Il Vescovo Neri: l’amicizia come vocazione

A concludere l’incontro, con parole dense di significato spirituale e affettivo, è stato Mons. Francesco Neri, Arcivescovo di Otranto e frate francescano, il quale ha scelto di soffermarsi su uno dei temi più intimi e ricorrenti nella vita e nelle lettere di Fra Giuseppe Michele Ghezzi: l’amicizia.

“Fra Giuseppe – ha affermato il Vescovo – dava all’amicizia un valore altissimo. Non la intendeva come semplice affinità o simpatia personale, ma come un fondamento autentico della vocazione cristiana: un legame gratuito, profondo, capace di resistere al tempo e alla distanza. Le sue lettere, così dense di affetto e di spiritualità, ci mostrano una rete di relazioni animate da una carità viva, operosa, concreta.”
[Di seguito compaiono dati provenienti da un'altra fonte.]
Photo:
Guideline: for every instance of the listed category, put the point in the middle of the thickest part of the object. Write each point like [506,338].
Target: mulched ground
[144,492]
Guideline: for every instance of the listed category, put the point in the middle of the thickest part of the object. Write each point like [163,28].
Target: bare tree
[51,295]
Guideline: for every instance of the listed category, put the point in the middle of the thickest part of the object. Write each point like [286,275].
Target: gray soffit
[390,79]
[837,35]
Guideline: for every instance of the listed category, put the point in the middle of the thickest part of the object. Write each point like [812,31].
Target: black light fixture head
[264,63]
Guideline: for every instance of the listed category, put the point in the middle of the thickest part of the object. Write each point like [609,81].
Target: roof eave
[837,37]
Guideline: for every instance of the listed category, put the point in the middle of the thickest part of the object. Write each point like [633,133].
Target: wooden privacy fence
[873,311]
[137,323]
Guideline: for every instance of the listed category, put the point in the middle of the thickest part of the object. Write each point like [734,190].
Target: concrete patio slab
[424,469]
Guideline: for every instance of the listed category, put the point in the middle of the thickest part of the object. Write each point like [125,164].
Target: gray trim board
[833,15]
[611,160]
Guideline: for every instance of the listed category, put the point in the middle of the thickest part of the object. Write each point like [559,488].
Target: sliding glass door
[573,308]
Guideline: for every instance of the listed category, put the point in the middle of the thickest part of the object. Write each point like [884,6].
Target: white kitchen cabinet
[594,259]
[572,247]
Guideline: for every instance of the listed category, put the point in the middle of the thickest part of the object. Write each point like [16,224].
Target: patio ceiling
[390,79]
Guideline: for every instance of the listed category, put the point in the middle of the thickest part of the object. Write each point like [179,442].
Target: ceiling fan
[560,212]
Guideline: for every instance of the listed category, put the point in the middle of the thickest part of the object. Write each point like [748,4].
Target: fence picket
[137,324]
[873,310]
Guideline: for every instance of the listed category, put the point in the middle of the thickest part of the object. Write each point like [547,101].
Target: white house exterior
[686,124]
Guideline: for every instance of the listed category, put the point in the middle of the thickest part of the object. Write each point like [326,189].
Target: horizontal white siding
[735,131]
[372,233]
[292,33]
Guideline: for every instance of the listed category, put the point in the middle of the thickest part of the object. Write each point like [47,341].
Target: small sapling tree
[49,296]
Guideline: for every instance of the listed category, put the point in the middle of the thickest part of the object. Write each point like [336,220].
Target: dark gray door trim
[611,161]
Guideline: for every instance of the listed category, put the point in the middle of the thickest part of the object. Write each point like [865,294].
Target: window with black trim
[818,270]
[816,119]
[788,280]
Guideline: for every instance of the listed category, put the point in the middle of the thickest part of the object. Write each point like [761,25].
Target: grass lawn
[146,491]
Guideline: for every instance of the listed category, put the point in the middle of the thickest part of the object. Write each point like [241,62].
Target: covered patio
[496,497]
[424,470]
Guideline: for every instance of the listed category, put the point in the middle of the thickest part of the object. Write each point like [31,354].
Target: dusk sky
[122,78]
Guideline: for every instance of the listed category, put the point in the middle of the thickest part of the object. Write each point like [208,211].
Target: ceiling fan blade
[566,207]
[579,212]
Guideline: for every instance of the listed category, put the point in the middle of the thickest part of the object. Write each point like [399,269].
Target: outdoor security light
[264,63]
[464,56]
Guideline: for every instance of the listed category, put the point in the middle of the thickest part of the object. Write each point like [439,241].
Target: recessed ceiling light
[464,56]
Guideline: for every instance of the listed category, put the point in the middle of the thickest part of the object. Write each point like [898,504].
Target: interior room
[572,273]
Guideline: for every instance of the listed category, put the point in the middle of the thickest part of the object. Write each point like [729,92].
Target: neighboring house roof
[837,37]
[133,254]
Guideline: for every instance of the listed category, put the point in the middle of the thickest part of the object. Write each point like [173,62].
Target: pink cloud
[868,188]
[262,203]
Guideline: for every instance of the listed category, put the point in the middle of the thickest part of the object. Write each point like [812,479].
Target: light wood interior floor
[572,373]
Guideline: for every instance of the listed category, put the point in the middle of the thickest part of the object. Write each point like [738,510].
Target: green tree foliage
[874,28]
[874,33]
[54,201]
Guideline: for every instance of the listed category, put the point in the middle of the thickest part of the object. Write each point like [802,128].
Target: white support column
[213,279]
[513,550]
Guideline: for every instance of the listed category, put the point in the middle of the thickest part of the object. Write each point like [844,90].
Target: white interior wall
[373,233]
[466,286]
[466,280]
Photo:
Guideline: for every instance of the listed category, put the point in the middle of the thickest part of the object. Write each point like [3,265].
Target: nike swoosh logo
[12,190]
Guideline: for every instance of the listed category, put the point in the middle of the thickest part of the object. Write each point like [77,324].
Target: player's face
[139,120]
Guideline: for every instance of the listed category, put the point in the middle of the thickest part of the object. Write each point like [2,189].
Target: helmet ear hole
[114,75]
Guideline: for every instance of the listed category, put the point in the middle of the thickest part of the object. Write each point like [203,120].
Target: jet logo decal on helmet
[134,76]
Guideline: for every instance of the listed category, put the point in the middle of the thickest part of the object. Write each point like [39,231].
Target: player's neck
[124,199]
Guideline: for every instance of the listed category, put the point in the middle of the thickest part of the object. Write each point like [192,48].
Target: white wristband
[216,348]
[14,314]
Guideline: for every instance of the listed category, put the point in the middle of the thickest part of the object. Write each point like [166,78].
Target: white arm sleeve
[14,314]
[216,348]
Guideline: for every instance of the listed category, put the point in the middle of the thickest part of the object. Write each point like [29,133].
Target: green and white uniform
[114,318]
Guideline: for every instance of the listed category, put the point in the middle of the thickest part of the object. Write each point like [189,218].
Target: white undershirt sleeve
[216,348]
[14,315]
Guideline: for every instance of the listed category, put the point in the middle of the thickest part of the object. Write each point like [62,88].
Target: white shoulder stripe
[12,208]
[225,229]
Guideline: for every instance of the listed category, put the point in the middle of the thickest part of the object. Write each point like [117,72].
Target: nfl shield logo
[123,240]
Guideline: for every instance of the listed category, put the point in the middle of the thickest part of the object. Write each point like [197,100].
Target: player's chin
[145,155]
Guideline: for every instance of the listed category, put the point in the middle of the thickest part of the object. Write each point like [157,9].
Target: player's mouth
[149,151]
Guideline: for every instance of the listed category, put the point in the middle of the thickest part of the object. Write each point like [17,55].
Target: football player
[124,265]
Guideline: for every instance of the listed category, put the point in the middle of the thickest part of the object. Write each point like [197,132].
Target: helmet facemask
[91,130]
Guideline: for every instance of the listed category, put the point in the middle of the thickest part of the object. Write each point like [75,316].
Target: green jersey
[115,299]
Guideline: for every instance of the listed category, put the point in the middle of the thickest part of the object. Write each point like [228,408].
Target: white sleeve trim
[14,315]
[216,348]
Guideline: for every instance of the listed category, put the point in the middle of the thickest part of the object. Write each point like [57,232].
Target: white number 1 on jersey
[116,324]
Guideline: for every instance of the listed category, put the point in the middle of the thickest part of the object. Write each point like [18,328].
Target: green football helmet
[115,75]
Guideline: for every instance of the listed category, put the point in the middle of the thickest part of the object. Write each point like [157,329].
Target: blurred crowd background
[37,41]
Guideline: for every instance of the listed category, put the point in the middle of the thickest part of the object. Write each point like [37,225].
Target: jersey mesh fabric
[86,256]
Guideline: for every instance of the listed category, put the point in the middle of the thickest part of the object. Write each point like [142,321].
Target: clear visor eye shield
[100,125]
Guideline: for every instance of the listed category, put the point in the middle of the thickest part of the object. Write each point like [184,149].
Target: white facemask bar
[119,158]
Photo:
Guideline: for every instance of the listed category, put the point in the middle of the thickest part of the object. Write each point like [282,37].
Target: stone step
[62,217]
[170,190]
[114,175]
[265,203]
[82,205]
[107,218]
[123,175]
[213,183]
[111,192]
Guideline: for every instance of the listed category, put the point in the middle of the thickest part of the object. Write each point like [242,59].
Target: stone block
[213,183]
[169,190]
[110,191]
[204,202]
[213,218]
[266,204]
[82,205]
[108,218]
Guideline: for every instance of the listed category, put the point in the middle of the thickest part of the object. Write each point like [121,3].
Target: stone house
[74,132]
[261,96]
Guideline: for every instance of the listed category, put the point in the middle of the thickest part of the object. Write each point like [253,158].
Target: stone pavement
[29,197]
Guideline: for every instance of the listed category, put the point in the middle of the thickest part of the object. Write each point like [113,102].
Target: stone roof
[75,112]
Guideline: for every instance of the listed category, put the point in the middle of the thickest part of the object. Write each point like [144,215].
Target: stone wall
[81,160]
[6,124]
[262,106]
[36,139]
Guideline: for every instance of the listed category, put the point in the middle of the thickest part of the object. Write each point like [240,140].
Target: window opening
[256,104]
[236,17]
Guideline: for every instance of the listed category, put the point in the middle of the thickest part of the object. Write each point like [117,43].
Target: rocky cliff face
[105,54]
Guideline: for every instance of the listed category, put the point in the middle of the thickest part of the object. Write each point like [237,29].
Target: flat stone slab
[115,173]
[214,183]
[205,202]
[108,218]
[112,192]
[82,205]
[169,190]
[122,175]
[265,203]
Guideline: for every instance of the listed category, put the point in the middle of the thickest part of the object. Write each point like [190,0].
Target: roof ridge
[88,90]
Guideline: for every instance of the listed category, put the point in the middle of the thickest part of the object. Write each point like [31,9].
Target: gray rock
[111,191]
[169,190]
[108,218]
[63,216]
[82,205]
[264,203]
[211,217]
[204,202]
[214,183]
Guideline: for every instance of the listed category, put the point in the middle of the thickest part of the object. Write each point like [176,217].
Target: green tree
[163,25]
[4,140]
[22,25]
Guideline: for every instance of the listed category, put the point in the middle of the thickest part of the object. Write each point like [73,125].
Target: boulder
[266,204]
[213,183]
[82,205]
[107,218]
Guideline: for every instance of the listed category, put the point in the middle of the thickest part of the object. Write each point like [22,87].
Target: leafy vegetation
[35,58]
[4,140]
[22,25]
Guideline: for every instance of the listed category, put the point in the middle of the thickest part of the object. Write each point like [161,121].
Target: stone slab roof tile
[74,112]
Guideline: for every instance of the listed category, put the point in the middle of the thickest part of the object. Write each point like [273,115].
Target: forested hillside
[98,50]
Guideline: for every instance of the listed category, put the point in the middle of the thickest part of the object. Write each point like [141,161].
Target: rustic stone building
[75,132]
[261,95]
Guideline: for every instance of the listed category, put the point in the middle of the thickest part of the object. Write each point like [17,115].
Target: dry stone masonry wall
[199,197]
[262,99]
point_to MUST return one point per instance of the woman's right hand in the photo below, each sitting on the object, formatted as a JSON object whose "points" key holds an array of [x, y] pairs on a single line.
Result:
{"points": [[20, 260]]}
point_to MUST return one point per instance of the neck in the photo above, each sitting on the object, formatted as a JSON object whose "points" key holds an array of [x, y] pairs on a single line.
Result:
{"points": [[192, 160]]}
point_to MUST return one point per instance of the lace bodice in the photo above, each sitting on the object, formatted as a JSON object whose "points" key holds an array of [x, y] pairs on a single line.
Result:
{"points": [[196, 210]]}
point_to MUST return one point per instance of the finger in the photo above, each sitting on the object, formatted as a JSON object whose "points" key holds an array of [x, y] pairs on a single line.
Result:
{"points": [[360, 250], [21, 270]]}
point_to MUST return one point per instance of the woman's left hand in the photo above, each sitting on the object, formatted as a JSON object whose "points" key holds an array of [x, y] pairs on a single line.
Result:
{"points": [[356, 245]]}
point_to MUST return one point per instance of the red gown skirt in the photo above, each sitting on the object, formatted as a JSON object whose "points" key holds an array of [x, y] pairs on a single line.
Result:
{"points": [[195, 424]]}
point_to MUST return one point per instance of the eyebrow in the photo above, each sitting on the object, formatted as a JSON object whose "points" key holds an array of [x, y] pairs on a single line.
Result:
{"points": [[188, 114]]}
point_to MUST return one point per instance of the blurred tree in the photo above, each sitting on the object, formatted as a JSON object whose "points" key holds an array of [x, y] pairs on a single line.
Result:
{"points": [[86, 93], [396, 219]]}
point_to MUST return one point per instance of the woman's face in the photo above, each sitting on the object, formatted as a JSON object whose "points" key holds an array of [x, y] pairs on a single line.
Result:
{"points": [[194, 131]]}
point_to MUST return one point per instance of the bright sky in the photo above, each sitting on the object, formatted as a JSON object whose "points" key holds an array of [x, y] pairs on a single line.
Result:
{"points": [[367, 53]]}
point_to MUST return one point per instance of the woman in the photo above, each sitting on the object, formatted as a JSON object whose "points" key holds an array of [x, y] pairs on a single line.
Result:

Ha poi rivolto un messaggio accorato ai più giovani, tracciando un ponte tra la tradizione epistolare e la sensibilità contemporanea:

“Ai giovani voglio dire con forza: scrivere non è tempo perso. È un allenamento per l’anima, un atto di consapevolezza e di cura, un modo per custodire ciò che conta. In un’epoca dominata dalla comunicazione veloce e superficiale, la scrittura ci invita a pensare, a ricordare, a comunicare con profondità, a dare forma e senso ai nostri sentimenti e alle nostre relazioni.”

Mons. Neri ha infine voluto restituire alla comunità cocumulese l’onore e la responsabilità di essere custode di una memoria preziosa:

Cocumola deve essere orgogliosa di custodire e tramandare storie come quella di Fra Giuseppe Michele Ghezzi. Perché chi ha vissuto per il bene degli altri, chi ha scelto la via dell’umiltà, del servizio, dell’amore silenzioso, non muore mai. Continua a vivere nel cuore di una comunità che sa ricordare, che sa riconoscere il valore della santità quotidiana e della testimonianza nascosta.”

Un applauso lungo e commosso ha chiuso l’incontro, mentre nella piazza si respirava un senso di gratitudine collettiva, come se la voce di Fra Ghezzi – mite, umile, profondamente umana – continuasse ancora a risuonare tra le pietre antiche del suo paese natale.